HealthDay News — For adults with alcohol use disorder, psilocybin combined with psychotherapy yields a decrease in the percentage of heavy drinking days compared with active placebo and psychotherapy, according to a study published online Aug. 24 in JAMA Psychiatry.
Michael P. Bogenschutz, M.D., from the New York University Langone Center for Psychedelic Medicine in New York City, and colleagues examined whether two administrations of high-dose psilocybin versus active placebo medication improves the percentage of heavy drinking days in patients with alcohol use disorder undergoing psychotherapy. A total of 95 adults aged 25 to 65 years with a diagnosis of alcohol dependence and at least four heavy drinking days in the 30 days prior to screening were enrolled and offered 12 weeks of manualized psychotherapy and were then randomly assigned to receive psilocybin (49 patients) or diphenhydramine (46 patients) during two-day medication sessions at weeks 4 and 8. Ninety-three participants received at least one dose of study medication and were included in the analysis of the primary outcome.

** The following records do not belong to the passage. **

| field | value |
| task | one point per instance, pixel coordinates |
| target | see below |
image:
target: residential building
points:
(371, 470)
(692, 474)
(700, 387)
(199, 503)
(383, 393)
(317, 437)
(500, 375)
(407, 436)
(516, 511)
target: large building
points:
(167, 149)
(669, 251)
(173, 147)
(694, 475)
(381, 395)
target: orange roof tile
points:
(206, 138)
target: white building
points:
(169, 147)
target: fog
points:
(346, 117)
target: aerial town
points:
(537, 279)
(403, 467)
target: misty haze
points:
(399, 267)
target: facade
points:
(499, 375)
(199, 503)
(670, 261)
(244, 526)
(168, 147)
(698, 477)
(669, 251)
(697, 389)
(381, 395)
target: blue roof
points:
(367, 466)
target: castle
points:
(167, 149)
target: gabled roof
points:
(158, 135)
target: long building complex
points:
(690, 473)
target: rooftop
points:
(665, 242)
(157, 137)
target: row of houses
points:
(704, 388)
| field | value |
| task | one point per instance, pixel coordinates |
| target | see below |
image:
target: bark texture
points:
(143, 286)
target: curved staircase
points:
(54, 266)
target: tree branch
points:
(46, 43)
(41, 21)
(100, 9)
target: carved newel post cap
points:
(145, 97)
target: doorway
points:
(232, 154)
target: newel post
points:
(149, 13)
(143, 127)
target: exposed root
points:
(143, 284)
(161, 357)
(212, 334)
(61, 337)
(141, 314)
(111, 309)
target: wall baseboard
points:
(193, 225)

The researchers found that during the 32-week double-blind period, the percentage of heavy drinking days was 9.7 and 23.6 percent for the psilocybin and diphenhydramine groups, respectively. Mean daily alcohol consumption was also lower in the psilocybin group. No serious adverse events were seen among those receiving psilocybin.
“These results provide support for further study of psilocybin-assisted treatment for adults with alcohol use disorder,” the authors write.
Several authors disclosed financial ties to biopharmaceutical and other industries.